Twitter Just Pointed out the Major Flaw in the Misty Copeland Barbie

On Monday, Mattel debuted a Barbie doll modeled after Misty Copeland, the first Black woman promoted to principal dancer in the American Ballet Theatre. While the doll was widely celebrated on social media, not everyone took it as a sign of progress.

Some Twitter users and online commenters on the feminist blog Jezebel, which covered the release, have asserted that the doll's skin tone is significantly lighter than the dancer's, reporter Sarah L. Kaufman observed on the Washington Post.

"Would have liked actual skin color of Misty Copeland and not the light beige tan the Barbie has going on," commenter Rosie Posie wrote.

Ballet's rigid body standards often prevent women of color from achieving success.

As some commenters pointed out, Copeland has been celebrated for defying the stereotype that successful ballerinas must be tall, gaunt, white women — which makes the doll's white-washing troubling.

"Skin the color of a peeled apple. . . . ." user meatball77 said. "Balanchine did some great things for ballet but has also done a world of hurt to ballerinas themselves." Balanchine, a seminal choreographer often hailed as the father of American Ballet, massively influenced the physical standards later popularized as 'the ideal prima ballerina.'

Misty Copeland does not embody these physical norms, as Slate wrote in 2014:

"There is a lot that makes Copeland unusual. Most dancers stand at least 5 feet 4 inches tall. Copeland is 5 feet 2 inches tall.* She has a woman’s curves in an artistic tradition that glorifies prepubescent straight lines. She began dancing when she was 13, which is about 10 years later than many girls who end up as professional ballerinas get started. She’s black."
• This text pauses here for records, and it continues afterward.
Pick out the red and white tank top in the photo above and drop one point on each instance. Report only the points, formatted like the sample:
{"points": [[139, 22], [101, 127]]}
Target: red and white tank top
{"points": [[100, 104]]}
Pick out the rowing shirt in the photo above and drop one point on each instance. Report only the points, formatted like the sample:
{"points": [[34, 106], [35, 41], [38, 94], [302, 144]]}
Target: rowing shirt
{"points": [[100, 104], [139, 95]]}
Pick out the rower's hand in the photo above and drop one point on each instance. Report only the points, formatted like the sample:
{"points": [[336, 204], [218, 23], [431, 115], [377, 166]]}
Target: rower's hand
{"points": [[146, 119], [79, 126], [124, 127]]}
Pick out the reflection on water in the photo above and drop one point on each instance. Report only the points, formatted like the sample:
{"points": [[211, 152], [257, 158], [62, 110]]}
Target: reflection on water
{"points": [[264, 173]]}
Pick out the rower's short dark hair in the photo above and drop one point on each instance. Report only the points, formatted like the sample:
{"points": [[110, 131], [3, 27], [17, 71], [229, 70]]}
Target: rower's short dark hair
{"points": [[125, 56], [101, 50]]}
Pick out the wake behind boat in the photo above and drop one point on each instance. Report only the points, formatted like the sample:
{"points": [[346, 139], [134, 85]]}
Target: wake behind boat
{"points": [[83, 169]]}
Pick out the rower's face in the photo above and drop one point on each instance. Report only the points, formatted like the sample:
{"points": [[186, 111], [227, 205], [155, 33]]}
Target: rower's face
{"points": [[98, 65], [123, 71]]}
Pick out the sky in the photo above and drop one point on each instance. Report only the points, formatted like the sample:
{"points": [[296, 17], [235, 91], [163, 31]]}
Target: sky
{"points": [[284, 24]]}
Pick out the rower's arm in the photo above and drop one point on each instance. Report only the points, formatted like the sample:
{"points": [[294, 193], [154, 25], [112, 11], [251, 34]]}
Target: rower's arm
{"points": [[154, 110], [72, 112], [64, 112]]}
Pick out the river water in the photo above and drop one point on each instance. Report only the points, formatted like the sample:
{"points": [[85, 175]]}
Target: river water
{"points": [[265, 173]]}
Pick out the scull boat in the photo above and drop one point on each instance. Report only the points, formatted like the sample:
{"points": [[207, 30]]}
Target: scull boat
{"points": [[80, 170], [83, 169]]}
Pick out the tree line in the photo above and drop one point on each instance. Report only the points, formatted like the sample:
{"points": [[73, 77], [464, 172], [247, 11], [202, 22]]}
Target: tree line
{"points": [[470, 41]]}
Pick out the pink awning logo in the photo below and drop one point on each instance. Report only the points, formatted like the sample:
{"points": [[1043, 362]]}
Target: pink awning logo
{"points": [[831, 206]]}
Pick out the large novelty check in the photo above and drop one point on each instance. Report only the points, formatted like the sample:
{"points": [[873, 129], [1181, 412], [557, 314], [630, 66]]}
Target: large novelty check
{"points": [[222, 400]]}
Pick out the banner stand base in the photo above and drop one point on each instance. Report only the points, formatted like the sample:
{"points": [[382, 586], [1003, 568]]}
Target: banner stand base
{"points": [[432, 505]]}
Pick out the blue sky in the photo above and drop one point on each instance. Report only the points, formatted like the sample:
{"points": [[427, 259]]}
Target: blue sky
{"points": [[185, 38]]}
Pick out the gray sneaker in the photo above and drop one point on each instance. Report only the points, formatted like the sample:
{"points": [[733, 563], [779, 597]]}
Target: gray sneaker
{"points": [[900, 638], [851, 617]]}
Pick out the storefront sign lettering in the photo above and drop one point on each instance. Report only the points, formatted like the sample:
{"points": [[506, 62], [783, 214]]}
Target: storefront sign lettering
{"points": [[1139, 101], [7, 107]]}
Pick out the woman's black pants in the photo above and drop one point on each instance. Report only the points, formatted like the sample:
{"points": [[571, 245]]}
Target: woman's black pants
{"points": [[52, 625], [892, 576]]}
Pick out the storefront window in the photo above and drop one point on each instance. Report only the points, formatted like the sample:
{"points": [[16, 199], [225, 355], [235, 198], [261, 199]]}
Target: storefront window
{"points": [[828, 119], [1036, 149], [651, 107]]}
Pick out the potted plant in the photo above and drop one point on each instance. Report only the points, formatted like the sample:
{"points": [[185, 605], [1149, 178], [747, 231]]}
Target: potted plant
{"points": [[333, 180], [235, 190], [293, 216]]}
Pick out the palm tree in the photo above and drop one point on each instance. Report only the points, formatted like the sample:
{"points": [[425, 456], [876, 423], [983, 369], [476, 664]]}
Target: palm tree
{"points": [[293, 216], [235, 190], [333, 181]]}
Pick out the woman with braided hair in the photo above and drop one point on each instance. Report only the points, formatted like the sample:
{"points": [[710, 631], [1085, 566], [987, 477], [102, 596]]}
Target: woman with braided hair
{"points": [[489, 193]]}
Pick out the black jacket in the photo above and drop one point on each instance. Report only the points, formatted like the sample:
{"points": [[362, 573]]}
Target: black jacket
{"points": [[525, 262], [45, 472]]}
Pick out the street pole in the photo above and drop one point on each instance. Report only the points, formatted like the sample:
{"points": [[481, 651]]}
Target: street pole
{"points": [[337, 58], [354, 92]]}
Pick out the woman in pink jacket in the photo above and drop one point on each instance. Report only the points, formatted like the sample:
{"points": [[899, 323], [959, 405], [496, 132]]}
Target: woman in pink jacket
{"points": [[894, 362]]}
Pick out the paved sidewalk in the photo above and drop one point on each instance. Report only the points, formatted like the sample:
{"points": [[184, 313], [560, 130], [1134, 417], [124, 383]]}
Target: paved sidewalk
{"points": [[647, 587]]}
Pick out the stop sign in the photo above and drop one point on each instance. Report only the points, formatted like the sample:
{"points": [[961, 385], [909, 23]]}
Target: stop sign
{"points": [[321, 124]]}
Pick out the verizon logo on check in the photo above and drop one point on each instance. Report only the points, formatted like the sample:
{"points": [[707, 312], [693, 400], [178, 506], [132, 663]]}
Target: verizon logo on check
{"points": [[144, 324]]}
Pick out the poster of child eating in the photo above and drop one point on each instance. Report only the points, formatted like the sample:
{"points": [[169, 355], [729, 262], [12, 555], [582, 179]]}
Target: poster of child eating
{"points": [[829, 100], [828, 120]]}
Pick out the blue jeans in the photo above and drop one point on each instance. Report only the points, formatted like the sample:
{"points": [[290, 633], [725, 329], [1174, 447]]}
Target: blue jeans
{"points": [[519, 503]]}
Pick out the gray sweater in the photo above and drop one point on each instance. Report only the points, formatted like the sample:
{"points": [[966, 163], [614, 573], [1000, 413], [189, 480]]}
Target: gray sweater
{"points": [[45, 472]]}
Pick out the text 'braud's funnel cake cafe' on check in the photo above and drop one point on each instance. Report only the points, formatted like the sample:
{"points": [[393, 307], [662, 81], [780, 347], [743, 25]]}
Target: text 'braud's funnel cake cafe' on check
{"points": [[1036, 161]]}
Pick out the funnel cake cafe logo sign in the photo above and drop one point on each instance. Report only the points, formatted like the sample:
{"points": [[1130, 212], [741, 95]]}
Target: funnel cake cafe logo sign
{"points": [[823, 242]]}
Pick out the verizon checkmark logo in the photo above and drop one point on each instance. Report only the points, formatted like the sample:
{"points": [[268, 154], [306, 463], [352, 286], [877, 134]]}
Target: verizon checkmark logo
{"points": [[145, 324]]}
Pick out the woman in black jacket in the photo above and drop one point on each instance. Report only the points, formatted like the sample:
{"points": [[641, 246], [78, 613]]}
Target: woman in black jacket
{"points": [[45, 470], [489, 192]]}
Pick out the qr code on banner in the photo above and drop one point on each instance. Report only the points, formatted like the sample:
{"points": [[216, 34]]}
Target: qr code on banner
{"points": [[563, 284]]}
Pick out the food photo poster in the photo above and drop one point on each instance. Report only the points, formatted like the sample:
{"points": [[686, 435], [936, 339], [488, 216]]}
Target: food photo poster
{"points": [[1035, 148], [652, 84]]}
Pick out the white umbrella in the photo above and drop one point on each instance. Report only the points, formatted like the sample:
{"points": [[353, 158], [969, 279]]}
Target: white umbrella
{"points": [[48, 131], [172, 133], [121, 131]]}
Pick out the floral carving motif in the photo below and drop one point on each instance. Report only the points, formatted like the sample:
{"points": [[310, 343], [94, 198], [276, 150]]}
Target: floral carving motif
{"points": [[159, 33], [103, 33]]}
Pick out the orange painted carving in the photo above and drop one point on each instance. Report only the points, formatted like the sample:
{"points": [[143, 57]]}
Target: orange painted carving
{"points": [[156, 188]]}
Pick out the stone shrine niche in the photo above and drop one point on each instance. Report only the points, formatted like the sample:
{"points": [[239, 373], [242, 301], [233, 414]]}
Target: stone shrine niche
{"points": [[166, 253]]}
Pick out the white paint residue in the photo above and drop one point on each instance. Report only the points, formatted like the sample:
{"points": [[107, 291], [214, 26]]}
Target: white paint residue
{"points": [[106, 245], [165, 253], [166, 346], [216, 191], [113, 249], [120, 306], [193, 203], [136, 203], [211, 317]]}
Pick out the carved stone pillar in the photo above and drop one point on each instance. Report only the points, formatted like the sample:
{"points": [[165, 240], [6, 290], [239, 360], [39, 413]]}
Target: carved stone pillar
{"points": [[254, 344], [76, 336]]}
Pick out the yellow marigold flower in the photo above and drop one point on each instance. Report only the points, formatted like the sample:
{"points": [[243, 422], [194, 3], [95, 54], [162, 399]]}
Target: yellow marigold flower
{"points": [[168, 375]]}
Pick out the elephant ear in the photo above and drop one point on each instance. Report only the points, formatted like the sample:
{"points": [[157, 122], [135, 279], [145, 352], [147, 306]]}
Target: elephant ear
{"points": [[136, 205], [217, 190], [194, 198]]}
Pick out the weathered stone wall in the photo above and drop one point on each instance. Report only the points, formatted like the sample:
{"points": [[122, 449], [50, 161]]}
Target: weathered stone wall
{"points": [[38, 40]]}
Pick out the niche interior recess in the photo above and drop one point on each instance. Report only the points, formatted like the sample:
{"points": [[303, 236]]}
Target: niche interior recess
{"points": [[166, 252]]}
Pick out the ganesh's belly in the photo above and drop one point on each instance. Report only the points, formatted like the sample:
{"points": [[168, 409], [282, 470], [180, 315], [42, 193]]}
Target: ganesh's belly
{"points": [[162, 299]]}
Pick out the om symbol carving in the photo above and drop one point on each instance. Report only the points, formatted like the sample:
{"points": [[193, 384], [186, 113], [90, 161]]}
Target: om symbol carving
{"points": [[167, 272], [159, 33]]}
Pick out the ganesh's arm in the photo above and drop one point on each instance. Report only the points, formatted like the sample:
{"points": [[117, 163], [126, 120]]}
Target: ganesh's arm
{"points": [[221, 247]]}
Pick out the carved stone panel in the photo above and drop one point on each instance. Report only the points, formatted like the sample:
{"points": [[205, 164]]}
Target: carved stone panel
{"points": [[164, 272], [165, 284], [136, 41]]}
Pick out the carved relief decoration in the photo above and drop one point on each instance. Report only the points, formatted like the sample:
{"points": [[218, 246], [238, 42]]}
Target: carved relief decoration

Her success sends an inspiring message to young Black dancers (and non-dancers) who often feel that the beauty standards in or outside of ballet are not attainable to them.

The Barbie doll was created as part of the Barbie Sheroes program, which celebrates “female heroes who inspire girls by breaking boundaries and expanding possibilities for women everywhere," according to the Washington Post. As Kaufman pointed out, on first glance, the doll doesn't look a lot like Copeland, and appears to have deliberately white-washed her skin tone — making her appear very similar the body-image boundary she it is allegedly being celebrated her for breaking through.

Still, Copeland has praised the doll.

While the doll's skin tone might appear darker than Copeland's, it does share some of her physical features.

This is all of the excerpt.